Com um vasto e rico material em mãos, mas ainda sendo constantemente desestimulado, Chico Felitti acabou deixando as fitas cassetes contendo os bate-papos no estaleiro, até que, em 2016, foi chamado para escrever o obituário da diva (Elke faleceu no dia 16 de agosto daquele ano) para o jornal “Folha de S.Paulo”. O material acabou sendo veiculado na capa do “Segundo Caderno”, o que chamou a atenção da editora Mariana Rolier, que, dois anos mais tarde, o convidou para criar uma série biográfica sonora para a Storytel, plataforma sueca de audiolivros que aportaria no Brasil. Meses imerso em novas pesquisas, viagens (incluindo para algumas cidades mineiras) e entrevistas com nomes como Zezé Motta deram robustez ao já calibrado material que ele possuía. Não bastasse, elucidaram pontos fantasiosos que Elke, arteiramente, costumava acrescentar à sua biografia.  

Em 2020, pois, veio o audiolivro, que, agora, com a chancela da editora Todavia, ganha também o formato do livro impresso: “Elke: Mulher Maravilha” já está à venda nas livrarias virtuais e físicas. Quem acompanha a trajetória de Felitti no mercado editorial sabe que o jornalista já colocou a sua assinatura em livros-reportagem como “A Casa”, também lançado pela Todavia, e no qual ele registra as entranhas da seita fundada por João de Deus em Abadiânia. Pela casa editorial citada, lançou, ainda, “Ricardo e Vânia: O Maquiador, a Garota de Programa, o Silicone e Uma História de Amor”, que versa sobre a vida do ex-cabelereiro que ficou conhecido por toda São Paulo pela alcunha (hoje vista como ofensiva) de “Fofão da Augusta”. 

No caso de Elke, porém, tratava-se de um amor antigo, despontado quando, ainda na infância, ele se deparou com “aquela figura exótica” (nas palavras dele) na TV. “Como muitos brasileiros, conheci a Elke pela TV. Lembro-me de ver aquela mulher que parecia ter saído de um sonho, em um fim de tarde do SBT. Ela me levantou muitas dúvidas: de onde era? Por que se vestia daquele jeito? O que fazia da vida? E essa inquietação não passou com o tempo, só se agravou”, conta ele, ao Magazine

Hoje, já com todos aqueles “mistérios” desvendados, Chico Felitti confessa que o que mais o fascinou foi a descoberta de que Elke viveu um personagem. “Ela criou uma versão adaptada da sua vida, em que, por exemplo, tinha nascido na Rússia (quando na realidade nasceu no sul da Alemanha), tinha ido parar no programa do Chacrinha por acaso (o Boni me contou que ela foi até a chefia da Globo e pediu para ser jurada do programa) e que as coisas na sua vida caíam no seu colo, quando na realidade foi uma mulher obstinada e talentosa, que lutou para ter o sucesso que teve”, descreve. 

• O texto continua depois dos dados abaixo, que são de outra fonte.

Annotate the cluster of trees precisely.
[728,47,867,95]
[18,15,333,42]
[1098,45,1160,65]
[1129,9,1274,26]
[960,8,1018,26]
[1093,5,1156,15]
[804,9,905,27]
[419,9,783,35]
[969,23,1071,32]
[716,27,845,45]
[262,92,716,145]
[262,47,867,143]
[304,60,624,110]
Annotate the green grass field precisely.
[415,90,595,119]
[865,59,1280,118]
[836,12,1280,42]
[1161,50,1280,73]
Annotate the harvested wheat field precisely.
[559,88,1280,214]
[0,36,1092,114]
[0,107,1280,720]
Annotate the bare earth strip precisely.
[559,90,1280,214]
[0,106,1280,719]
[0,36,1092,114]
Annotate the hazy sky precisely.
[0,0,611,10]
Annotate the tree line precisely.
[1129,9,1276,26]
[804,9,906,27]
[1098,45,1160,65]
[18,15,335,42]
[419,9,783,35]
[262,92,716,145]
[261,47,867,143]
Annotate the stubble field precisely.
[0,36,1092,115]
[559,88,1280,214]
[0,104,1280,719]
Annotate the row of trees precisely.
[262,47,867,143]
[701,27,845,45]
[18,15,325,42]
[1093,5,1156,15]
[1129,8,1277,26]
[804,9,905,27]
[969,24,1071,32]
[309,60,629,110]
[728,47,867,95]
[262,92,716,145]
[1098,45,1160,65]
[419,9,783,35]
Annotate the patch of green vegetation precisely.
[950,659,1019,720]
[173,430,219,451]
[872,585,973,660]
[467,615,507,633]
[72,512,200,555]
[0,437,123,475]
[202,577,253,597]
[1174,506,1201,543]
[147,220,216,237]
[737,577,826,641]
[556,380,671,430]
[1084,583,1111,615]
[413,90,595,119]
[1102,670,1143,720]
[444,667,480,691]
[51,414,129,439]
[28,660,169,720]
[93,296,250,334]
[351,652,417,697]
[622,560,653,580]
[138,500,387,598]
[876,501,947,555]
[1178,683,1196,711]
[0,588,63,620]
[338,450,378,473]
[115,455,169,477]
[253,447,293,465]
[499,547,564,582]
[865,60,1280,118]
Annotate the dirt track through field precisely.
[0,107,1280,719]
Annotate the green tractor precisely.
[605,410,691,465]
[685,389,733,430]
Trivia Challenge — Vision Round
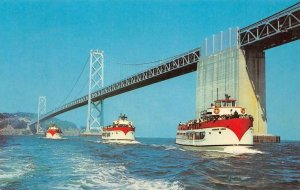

Além desses dois adjetivos – obstinada e talentosa –, Chico adiciona outro para descrever Elke: transgressora. “Uma artista que burlou as regras estéticas; deu um baile na ditadura, falou de aborto, de homofobia e de racismo na TV aberta décadas antes de esses temas estarem em pauta”, adiciona. Mas, acima de tudo, ele a considera uma das melhores contadoras de histórias que o Brasil já teve: “Sua vida inteira foi uma história que ela contou para a gente”. 

História que teve vários momentos passados entre as montanhas mineiras. “É impossível falar da vida da Elke sem falar de Minas. Assim que a família chega ao Brasil, vai para Itabira, onde a Elke vive uma infância de uma liberdade sem igual. Depois, já jovem e com uma passagem pelo interior de São Paulo, ela se muda para Belo Horizonte (também com a família). É lá que, adolescente, é descoberta por um colunista social (Eduardo Koury) na rua e é convidada a participar de concursos de miss – e assim começa sua vida artística”, relata. Adulta, Elke, lembra Felitti, namorou o jornalista Boris Feldman, que mora em Brumadinho, e passava muito tempo na cidade. “Também ia religiosamente, uma vez por ano, a São João del-Rei, onde mora Breno Beauty, um dos seus melhores amigos. Ela tinha um amor enorme por Minas, por mais que (Carlos) Drummond tenha lhe dito que era impossível que ela fosse mineira, por ser alegre ‘e nada em cima do muro’”, ressalva. 

Perguntado sobre um momento da biografia que o toca em particular, ele cita a amizade da artista com Zezé Motta. “As duas se conheceram em Salvador, quando ambas participariam de um filme e nenhuma das duas ainda era tão famosa. Depois, filmaram ‘Xica da Silva’ juntas, se aproximaram ainda mais e nunca mais se largaram. A amizade de cinco décadas das duas é uma história de amor, uma cuidava da outra e fazia de tudo para colocar a amiga para cima. Conversar com Zezé sobre essa relação foi um momento lindo”, avalia ele. 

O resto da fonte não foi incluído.